Le Conseil d'État donne neuf mois au gouvernement pour réagir. Image d'illustration.
© AFP - Hans Lucas / Vincent Gerbet

La plus haute juridiction administrative française donne neuf mois à l'État pour prendre des mesures pour lutter contre le réchauffement climatique, suite à la saisine pour "inaction climatique" de la commune de Grande-Synthe en 2019, confirmant le sens d'une précédente décision.

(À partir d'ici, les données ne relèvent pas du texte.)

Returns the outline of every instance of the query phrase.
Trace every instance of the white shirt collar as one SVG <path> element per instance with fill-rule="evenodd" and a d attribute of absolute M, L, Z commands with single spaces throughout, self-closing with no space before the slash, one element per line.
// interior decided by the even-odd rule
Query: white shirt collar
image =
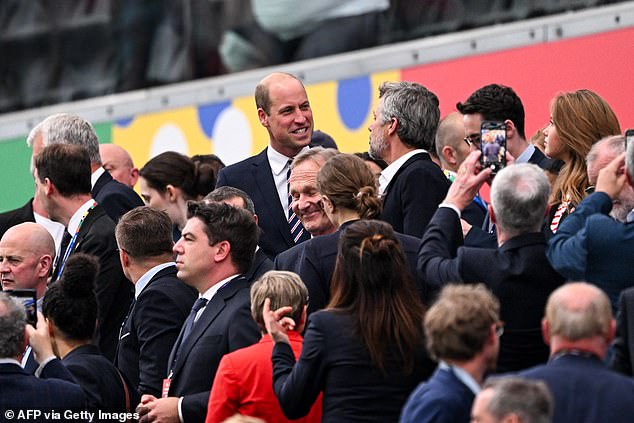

C'est un ultimatum, clair et net. L'État est sommé de prendre, dans les neuf mois qui viennent, "toutes les mesures utiles" pour atteindre l'objectif de baisse de 40% des émissions de gaz à effet de serre d'ici 2030, a ordonné jeudi le Conseil d'État dans une décision sans précédent. La plus haute juridiction administrative française, saisie par la commune de Grande-Synthe, qui s'estime menacée par la montée du niveau de la mer, a relevé que les trajectoires actuelles de la France ne lui permettent pas de respecter ses engagements dans le cadre de l'accord de Paris.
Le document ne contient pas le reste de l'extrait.